You Shall Not Taste Death

This homily was given at Our Lady, Queen of Peace Parish, Salem, OR on the Eighteenth Friday in Ordinary Time, August 5, 2022.


It was a woman in a garden who first tasted death.

The serpent promised her life: if she would only take and eat that one fruit that God had forbidden, she would become like God and enjoy the fullness of life without end.

But when she bit into that fruit, she tasted the bitterness of death.

And we, poor, banished children of Eve, know that taste all too well.

Death, in this world, comes wrapped in the trappings of life.

The serpent whispers, “If you want to live to the full, seize life for yourself.”

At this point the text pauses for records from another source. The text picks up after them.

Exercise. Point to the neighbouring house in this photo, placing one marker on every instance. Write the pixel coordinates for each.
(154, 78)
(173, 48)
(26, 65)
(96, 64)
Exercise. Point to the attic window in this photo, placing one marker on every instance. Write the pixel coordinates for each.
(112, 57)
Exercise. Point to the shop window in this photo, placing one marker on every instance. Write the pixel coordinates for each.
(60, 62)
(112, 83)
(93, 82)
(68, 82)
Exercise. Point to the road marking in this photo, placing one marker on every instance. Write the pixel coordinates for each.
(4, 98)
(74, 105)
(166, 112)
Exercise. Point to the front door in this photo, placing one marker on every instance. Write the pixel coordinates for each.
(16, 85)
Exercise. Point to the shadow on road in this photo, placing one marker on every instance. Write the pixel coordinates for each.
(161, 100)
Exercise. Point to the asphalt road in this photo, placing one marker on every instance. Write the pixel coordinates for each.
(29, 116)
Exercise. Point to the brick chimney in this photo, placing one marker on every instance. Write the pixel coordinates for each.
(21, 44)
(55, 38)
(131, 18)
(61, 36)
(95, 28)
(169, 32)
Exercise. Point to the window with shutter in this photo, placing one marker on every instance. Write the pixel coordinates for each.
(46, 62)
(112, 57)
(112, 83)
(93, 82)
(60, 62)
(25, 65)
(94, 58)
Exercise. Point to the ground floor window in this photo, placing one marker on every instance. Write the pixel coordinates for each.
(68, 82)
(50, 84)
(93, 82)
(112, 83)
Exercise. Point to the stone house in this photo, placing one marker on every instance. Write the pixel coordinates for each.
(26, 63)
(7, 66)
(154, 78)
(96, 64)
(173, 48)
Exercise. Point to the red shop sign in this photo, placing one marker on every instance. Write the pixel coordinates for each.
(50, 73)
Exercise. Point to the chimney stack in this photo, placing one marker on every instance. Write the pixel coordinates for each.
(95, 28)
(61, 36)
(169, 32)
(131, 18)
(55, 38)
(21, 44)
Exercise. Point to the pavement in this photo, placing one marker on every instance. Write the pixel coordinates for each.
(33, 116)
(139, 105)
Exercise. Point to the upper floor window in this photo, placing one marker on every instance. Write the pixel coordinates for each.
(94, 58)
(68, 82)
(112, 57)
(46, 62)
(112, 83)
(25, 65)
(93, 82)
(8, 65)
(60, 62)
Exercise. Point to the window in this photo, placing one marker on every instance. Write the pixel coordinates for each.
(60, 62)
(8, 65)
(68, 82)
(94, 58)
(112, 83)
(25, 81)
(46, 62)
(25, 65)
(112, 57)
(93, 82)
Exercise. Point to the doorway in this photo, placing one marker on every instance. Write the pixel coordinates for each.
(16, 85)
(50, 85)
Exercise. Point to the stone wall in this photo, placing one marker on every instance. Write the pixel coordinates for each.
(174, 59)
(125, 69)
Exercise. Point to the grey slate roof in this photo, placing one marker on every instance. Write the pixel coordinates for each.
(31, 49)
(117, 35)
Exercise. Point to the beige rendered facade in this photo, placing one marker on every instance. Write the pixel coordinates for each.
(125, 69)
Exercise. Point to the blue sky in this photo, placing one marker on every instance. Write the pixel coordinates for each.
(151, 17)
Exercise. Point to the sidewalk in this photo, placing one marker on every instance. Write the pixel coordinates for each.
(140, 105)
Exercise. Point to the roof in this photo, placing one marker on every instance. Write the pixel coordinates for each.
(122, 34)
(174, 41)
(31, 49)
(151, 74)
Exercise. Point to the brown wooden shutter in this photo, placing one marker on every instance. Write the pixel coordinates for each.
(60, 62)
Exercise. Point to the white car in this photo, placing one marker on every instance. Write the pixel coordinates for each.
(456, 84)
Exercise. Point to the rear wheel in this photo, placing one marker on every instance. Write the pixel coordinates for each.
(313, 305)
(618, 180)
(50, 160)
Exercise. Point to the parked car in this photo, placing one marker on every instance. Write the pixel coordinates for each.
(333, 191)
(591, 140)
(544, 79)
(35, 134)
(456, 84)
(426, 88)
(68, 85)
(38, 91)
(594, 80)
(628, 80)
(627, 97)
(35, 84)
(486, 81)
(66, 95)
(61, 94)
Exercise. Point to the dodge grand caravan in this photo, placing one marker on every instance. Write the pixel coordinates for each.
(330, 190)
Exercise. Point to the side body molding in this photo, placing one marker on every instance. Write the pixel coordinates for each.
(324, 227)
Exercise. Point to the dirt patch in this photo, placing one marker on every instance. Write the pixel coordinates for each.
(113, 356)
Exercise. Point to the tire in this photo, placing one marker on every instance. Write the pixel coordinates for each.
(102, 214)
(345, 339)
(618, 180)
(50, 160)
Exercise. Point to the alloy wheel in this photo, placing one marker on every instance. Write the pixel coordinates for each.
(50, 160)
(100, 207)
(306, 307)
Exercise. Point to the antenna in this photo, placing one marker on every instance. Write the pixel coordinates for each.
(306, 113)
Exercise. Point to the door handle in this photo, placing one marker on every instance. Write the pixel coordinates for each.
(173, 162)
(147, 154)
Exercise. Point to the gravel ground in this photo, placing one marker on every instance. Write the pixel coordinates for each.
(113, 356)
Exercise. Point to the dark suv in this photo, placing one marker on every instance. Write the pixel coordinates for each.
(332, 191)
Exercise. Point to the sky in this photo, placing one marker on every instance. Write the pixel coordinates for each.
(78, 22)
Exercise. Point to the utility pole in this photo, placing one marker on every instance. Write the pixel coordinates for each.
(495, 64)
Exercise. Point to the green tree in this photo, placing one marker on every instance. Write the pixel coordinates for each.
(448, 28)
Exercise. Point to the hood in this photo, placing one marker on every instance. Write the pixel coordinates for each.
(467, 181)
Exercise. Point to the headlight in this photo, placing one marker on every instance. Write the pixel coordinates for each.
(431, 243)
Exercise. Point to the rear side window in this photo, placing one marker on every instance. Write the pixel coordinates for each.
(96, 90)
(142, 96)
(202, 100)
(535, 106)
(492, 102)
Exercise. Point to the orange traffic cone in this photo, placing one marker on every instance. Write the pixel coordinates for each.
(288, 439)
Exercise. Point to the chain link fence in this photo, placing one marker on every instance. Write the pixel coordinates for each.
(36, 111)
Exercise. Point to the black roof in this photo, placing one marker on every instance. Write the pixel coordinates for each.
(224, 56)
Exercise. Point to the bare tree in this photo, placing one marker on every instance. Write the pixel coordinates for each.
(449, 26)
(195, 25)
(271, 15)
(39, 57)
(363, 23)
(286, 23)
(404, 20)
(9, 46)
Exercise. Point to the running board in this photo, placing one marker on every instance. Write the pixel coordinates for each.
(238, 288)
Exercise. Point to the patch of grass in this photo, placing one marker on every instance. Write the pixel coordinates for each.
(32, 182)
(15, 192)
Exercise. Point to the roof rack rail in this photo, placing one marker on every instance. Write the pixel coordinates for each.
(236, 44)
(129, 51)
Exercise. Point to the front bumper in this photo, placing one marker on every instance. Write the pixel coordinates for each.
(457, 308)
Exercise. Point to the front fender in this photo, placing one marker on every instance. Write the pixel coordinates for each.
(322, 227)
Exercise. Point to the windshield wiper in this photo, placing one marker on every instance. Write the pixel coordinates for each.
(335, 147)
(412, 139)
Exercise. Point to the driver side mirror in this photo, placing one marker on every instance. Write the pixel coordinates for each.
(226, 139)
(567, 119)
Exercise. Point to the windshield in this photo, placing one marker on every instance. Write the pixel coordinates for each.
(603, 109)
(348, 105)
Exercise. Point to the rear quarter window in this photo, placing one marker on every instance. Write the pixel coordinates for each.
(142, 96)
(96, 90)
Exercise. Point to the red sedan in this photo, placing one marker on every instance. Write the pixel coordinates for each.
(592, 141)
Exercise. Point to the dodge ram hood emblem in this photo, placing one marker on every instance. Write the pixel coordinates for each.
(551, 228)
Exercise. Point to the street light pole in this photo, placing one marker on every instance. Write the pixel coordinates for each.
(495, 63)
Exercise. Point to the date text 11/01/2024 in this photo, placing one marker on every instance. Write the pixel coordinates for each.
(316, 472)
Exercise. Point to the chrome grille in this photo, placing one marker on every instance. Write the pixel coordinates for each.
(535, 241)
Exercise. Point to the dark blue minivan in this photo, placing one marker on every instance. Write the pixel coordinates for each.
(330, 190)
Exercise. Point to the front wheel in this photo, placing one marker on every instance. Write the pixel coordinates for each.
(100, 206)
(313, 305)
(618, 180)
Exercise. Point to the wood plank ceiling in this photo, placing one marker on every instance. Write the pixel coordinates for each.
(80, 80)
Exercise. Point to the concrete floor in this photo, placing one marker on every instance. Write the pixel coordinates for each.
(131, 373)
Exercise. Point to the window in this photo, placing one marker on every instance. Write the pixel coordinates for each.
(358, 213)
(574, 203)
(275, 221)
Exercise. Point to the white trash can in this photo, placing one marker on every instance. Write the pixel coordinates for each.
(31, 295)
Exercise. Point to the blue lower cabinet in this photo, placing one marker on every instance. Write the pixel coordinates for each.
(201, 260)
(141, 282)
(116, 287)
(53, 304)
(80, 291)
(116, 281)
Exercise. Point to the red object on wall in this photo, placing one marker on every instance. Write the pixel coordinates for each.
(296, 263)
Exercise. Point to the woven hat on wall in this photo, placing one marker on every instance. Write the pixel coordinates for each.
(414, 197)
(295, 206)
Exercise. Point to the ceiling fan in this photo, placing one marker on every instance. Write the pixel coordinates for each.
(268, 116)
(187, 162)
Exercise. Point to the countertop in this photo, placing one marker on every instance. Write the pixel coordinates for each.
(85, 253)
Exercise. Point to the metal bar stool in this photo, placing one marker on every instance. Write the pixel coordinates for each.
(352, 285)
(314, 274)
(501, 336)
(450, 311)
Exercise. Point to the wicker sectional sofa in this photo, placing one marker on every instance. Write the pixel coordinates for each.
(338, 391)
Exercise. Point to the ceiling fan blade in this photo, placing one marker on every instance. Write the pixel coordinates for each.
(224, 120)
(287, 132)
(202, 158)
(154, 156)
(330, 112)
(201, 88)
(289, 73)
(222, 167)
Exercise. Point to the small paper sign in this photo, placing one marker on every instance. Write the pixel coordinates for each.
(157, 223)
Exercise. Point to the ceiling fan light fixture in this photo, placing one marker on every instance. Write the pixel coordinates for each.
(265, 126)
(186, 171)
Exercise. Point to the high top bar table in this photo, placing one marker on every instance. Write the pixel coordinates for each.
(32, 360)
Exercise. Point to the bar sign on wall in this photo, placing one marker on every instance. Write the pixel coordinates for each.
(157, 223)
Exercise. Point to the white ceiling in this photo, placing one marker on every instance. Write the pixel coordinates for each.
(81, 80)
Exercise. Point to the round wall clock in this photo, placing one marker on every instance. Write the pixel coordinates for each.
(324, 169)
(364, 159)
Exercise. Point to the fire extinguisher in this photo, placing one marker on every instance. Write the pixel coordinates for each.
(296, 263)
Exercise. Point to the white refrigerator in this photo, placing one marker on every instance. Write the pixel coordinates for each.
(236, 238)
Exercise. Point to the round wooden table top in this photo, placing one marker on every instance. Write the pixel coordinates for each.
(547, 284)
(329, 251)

“Come on. Grab on to what you can get: this relationship, that vacation time, this new car, that big project at work…”

But the serpent is a liar.

And all our attempts to procure life for ourselves turn to dust and ashes in our mouth, and only leave us feeling emptier than before.

Life, true, everlasting life, comes to us in disguise … as death.

Jesus’ life was a constant death, from the wood of the manger to the cross.

Rather than grasping, He poured Himself out, giving Himself away out of love, reckless of the cost, to his last breath, to his last drop of blood.

And He, whose battered, broken body would have been death’s greatest prize … rose from the tomb, the conqueror of death.

The dark kingdom could not contain such abundant life, any more than a shadow can swallow up the sun. 

Today, at this Holy Mass, as we receive the Body of Jesus, the Bread of Life, ask Him to share with us the secret of that life, of giving ourselves away.

As we follow Jesus in His way of living by dying, we no longer taste the bitter taste of death, but the sweetness of life without end.